One of the biggest potential tax pitfalls faced by small businesses as they are getting started also is perhaps the most avoidable, according to the experts.

One of the biggest potential tax pitfalls faced by small businesses as they are getting started also is perhaps the most avoidable, according to the experts.

Many fledgling small-business owners fail to track their business and personal finances independently, explained Joseph Mastriani, shareholder with Allentown accounting firm Buckno Lisicky & Co.

“The No. 1 mistake I see small-business owners make is not separating their business income and expenses from their personal and maintaining a single bank account that commingles business and personal activity,” he said. “This practice invites potential missed tax deductions, unreported income and increased scrutiny by the IRS [Internal Revenue Service].”

Starting a small business is daunting enough for an owner, but keeping an eye on tax obligations is important. Experts advise to keep things organized, investing in the right technology tools to support the financial side of their operations, and not being afraid to seek out the support of experts when needed.

Experts also said that hiring an accountant is not mandatory when starting a business and suggested that most small-business owners should be able to handle day-to-day accounting on their own, using off-the-shelf computer programs.

Thomas Kauffman, a partner and leader of the tax services group for Reinsel Kuntz Lesher LLP, stressed the importance of good record-keeping.

“If the IRS audits you, you do not want to wing it,” said Kauffman, a Certified Public Accountant based in RKL’s Wyomissing office. “When things aren’t separate, then it really becomes a lifestyle audit, and they will go through your personal bank records.

“They are looking for unreported income.
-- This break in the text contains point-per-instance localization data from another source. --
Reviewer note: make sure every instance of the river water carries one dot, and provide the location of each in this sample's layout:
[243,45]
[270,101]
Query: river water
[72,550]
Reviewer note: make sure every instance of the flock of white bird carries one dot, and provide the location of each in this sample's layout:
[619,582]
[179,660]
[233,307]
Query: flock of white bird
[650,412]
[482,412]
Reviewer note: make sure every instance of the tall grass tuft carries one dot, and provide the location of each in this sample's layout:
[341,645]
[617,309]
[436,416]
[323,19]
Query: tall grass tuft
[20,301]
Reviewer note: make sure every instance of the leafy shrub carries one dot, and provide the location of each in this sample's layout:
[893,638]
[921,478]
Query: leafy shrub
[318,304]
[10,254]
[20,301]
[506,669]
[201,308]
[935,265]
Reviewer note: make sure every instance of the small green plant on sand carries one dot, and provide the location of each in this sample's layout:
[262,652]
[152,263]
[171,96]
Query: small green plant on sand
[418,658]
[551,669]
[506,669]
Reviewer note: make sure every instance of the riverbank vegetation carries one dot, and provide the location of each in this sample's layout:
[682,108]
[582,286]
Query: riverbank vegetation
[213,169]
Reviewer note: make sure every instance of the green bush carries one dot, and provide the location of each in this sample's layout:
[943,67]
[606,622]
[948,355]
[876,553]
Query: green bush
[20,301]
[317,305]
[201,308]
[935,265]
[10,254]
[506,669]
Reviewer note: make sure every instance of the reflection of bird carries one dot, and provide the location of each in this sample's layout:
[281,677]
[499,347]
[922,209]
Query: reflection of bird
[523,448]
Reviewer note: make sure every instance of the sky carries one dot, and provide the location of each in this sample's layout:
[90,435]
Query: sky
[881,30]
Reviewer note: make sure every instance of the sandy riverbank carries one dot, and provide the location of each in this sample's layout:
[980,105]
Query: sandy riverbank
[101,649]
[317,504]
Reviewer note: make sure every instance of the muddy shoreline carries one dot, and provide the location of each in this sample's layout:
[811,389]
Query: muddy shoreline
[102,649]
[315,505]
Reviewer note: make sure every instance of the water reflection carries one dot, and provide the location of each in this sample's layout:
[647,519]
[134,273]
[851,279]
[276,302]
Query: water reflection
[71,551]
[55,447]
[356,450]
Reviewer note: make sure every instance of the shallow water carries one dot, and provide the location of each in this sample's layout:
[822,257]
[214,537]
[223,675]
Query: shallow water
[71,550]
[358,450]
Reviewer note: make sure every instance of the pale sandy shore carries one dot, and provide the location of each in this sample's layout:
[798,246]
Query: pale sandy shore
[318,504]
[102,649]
The more you can have good records for just your business is just extremely important.”

Andrew P. Kahn, a CPA at Concannon Miller, Hanover Township, Northampton County, suggested that small-business owners buy accounting software such as QuickBooks.

“Get trained on how to use it and record the activity daily so you can analyze the operating results and be proactive,” said Kahn, a shareholder at Concannon Miller.